Re: DROP TABLE and autovacuum

Lists: pgsql-hackerspgsql-patches
From: ITAGAKI Takahiro <itagaki(dot)takahiro(at)oss(dot)ntt(dot)co(dot)jp>
To: pgsql-hackers(at)postgresql(dot)org
Subject: DROP TABLE and autovacuum
Date: 2007-06-13 06:28:51
Message-ID: 20070613141752.22EC.ITAGAKI.TAKAHIRO@oss.ntt.co.jp
Views: Raw Message | Whole Thread | Download mbox | Resend email
Lists: pgsql-hackers pgsql-patches

If we tries to drop the table on which autovacuum is running, we have to
wait finish of the vacuum. However, the vacuuming effort goes to waste for
the table being dropped or rewritten. Meanwhile, we've already had the
autovacuum killer triggered in CREATE/DROP/RENAME DATABASE commands.
Can we extend the feature to several TABLE commands?

One simple solution is that every time a non-autovacuum backend tries to
access a table with a lock equal or stronger than SHARE UPDATE EXCLUSIVE,
the backend checks whether some autovacuum workers are vacuuming the table
and send SIGINT to them.

Is this worth doing? Or are there any dangerous situation in it?

Regards,
---
ITAGAKI Takahiro
NTT Open Source Software Center


From: Alvaro Herrera <alvherre(at)commandprompt(dot)com>
To: ITAGAKI Takahiro <itagaki(dot)takahiro(at)oss(dot)ntt(dot)co(dot)jp>
Cc: pgsql-hackers(at)postgresql(dot)org
Subject: Re: DROP TABLE and autovacuum
Date: 2007-06-13 13:48:12
Message-ID: 20070613134812.GI4640@alvh.no-ip.org
Views: Raw Message | Whole Thread | Download mbox | Resend email
Lists: pgsql-hackers pgsql-patches

ITAGAKI Takahiro wrote:
> If we tries to drop the table on which autovacuum is running, we have to
> wait finish of the vacuum. However, the vacuuming effort goes to waste for
> the table being dropped or rewritten. Meanwhile, we've already had the
> autovacuum killer triggered in CREATE/DROP/RENAME DATABASE commands.
> Can we extend the feature to several TABLE commands?
>
> One simple solution is that every time a non-autovacuum backend tries to
> access a table with a lock equal or stronger than SHARE UPDATE EXCLUSIVE,
> the backend checks whether some autovacuum workers are vacuuming the table
> and send SIGINT to them.
>
> Is this worth doing? Or are there any dangerous situation in it?

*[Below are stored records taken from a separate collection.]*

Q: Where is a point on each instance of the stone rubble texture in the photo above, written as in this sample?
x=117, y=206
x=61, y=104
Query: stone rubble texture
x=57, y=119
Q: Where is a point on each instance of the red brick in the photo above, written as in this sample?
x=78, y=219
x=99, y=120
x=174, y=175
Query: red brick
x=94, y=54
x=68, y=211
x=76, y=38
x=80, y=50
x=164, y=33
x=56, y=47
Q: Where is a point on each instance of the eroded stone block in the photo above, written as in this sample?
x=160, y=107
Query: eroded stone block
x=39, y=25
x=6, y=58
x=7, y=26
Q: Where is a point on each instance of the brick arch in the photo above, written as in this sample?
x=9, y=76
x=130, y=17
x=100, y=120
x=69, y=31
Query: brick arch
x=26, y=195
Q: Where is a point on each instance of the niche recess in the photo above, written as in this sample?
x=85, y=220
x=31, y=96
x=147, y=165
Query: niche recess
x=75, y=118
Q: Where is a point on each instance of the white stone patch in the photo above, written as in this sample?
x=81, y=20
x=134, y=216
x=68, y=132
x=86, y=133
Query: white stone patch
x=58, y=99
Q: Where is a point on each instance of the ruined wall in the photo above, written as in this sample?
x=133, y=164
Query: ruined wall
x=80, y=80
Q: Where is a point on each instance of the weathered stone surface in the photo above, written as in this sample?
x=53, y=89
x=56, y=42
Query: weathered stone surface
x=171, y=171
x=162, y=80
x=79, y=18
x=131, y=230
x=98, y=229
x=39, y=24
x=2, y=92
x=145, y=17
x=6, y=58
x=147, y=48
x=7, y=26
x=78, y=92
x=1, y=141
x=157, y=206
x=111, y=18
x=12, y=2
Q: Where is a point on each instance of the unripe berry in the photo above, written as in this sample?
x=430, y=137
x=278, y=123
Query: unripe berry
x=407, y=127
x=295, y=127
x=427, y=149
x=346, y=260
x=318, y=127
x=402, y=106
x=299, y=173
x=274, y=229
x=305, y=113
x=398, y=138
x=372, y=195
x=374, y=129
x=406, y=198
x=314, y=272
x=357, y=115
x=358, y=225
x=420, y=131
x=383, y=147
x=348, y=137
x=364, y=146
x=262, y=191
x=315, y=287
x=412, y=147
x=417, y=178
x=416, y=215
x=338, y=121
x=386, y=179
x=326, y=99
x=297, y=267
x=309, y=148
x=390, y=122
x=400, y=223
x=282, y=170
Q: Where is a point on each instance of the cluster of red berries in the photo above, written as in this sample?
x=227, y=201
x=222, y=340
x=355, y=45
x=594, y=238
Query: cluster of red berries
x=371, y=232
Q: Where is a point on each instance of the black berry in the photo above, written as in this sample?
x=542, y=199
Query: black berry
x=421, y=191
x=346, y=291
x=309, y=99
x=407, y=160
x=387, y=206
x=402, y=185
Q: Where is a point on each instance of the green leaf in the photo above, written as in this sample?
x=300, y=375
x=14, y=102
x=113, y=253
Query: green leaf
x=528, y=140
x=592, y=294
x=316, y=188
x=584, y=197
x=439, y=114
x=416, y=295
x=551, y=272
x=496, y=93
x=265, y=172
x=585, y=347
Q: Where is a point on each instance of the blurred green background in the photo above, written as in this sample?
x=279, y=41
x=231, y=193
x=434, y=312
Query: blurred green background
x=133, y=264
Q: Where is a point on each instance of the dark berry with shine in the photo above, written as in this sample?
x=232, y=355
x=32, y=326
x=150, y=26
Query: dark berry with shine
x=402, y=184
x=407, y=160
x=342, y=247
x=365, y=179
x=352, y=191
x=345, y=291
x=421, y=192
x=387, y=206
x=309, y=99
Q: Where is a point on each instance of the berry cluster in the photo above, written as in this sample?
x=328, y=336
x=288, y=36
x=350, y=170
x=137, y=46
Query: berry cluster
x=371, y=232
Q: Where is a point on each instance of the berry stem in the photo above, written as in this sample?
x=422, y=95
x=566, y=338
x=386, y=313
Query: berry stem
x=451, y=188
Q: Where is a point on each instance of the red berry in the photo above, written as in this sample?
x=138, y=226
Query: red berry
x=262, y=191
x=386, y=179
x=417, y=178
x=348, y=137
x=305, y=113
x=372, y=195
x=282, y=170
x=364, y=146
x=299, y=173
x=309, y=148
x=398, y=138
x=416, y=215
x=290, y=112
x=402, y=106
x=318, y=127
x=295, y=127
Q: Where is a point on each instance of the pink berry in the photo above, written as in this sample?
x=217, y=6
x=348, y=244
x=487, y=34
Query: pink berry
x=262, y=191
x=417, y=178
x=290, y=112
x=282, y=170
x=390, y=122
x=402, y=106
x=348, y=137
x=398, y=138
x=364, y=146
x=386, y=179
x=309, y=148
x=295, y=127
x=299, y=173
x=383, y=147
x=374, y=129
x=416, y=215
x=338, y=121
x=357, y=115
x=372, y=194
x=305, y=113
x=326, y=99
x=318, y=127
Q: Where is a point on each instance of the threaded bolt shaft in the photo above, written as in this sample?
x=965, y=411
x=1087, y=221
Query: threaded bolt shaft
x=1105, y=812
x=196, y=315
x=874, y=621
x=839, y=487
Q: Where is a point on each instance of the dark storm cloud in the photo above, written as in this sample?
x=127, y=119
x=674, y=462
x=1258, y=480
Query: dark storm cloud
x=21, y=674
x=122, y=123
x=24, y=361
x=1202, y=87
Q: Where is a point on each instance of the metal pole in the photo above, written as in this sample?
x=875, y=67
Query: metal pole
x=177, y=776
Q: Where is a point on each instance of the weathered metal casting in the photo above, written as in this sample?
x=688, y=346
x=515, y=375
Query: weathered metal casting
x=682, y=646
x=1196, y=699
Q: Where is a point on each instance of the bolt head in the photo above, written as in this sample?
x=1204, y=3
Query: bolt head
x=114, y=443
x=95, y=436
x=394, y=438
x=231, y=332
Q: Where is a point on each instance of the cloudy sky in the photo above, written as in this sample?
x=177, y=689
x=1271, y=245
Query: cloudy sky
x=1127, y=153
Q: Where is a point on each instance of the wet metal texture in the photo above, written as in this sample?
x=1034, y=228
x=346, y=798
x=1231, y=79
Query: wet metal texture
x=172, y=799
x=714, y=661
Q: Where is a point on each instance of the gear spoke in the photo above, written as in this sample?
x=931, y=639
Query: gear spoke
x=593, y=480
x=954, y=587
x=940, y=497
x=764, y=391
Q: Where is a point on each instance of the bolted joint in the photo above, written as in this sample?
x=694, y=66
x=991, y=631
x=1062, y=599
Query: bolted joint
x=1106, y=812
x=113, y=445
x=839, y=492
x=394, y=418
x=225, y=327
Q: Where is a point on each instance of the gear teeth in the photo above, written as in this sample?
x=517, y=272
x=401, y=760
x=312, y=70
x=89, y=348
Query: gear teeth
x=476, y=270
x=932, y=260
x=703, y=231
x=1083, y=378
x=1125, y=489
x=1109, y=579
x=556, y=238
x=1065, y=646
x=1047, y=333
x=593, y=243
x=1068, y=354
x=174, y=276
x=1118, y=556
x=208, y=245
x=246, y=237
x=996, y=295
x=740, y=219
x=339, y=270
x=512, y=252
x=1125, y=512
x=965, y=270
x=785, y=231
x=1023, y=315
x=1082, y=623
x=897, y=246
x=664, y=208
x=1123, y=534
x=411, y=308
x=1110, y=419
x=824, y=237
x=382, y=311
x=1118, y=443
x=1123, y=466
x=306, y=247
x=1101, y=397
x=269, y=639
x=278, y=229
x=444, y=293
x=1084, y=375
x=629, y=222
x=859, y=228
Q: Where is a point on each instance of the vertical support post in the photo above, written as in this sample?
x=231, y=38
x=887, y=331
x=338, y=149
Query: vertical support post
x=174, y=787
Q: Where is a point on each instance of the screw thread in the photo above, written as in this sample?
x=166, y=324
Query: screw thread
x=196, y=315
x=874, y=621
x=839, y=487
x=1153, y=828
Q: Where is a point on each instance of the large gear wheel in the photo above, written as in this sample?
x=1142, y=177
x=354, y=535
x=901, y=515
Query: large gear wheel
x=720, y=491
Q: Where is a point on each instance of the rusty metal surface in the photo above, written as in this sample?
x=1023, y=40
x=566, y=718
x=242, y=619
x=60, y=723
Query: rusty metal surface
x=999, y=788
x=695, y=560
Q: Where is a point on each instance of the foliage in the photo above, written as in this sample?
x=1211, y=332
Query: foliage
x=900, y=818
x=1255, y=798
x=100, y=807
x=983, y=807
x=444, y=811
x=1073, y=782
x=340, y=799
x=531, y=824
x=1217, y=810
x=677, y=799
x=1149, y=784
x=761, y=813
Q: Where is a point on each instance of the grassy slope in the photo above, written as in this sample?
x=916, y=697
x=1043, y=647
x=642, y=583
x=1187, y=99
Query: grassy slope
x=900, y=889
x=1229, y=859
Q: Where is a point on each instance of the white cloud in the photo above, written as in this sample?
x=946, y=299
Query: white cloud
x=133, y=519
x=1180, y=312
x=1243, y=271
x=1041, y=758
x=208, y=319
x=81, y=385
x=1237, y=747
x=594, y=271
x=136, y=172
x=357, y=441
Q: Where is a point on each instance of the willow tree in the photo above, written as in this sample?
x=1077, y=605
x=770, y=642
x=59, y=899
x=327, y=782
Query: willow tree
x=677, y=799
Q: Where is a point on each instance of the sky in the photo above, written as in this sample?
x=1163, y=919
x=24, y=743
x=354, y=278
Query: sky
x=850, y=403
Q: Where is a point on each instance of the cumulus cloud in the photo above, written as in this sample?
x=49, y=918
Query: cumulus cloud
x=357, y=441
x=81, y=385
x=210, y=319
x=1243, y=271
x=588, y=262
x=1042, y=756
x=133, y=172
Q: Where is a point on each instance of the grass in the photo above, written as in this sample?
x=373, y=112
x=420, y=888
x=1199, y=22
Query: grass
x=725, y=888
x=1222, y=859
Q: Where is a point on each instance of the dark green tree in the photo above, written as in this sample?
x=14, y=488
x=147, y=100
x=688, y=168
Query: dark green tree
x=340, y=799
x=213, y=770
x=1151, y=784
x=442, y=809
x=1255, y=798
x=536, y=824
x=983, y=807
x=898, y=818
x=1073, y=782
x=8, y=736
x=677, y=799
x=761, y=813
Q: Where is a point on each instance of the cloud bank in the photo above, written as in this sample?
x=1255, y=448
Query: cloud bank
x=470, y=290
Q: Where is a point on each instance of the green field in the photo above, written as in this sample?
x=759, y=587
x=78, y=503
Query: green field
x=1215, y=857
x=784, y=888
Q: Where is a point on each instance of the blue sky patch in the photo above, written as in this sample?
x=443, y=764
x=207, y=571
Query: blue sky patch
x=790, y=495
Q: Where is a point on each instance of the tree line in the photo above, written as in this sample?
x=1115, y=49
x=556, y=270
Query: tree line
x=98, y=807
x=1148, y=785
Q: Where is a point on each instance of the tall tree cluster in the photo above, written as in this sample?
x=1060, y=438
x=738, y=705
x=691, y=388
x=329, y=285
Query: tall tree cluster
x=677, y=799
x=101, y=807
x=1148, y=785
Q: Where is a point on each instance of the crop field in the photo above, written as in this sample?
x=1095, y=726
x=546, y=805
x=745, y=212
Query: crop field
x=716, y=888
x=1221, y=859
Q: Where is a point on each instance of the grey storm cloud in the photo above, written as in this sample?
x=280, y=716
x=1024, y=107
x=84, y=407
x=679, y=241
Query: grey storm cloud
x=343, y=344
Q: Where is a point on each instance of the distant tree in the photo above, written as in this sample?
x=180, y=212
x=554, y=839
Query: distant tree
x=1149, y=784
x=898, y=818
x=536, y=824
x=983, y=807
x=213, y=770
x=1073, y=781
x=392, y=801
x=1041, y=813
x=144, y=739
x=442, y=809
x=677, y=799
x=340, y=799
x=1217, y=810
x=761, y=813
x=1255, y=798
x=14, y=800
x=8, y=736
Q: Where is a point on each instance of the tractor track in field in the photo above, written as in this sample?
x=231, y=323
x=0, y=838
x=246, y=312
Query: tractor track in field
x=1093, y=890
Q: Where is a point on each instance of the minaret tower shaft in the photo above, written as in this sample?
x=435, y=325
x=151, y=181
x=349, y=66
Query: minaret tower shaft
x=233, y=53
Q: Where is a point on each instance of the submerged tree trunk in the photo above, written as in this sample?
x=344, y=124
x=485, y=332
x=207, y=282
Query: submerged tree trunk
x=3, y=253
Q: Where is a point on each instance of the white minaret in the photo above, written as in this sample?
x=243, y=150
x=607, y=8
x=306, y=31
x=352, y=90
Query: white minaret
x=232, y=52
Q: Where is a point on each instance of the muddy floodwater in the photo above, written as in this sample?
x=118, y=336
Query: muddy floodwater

Well, one problem with this is that currently SIGINT cancels the whole
autovacuum worker, not just the table currently being processed. I
think this can be fixed easily by improving the signal handling.

Aside from that, I don't see any problem in handling DROP TABLE like you
suggest. But I don't feel comfortable with doing it with just any
strong locker, because that would easily starve tables from being
vacuumed at all.

--
Alvaro Herrera http://www.CommandPrompt.com/
PostgreSQL Replication, Consulting, Custom Development, 24x7 support


From: Tom Lane <tgl(at)sss(dot)pgh(dot)pa(dot)us>
To: ITAGAKI Takahiro <itagaki(dot)takahiro(at)oss(dot)ntt(dot)co(dot)jp>
Cc: pgsql-hackers(at)postgresql(dot)org
Subject: Re: DROP TABLE and autovacuum
Date: 2007-06-13 13:51:15
Message-ID: 9302.1181742675@sss.pgh.pa.us
Views: Raw Message | Whole Thread | Download mbox | Resend email
Lists: pgsql-hackers pgsql-patches

ITAGAKI Takahiro <itagaki(dot)takahiro(at)oss(dot)ntt(dot)co(dot)jp> writes:
> If we tries to drop the table on which autovacuum is running, we have to
> wait finish of the vacuum. However, the vacuuming effort goes to waste for
> the table being dropped or rewritten. Meanwhile, we've already had the
> autovacuum killer triggered in CREATE/DROP/RENAME DATABASE commands.
> Can we extend the feature to several TABLE commands?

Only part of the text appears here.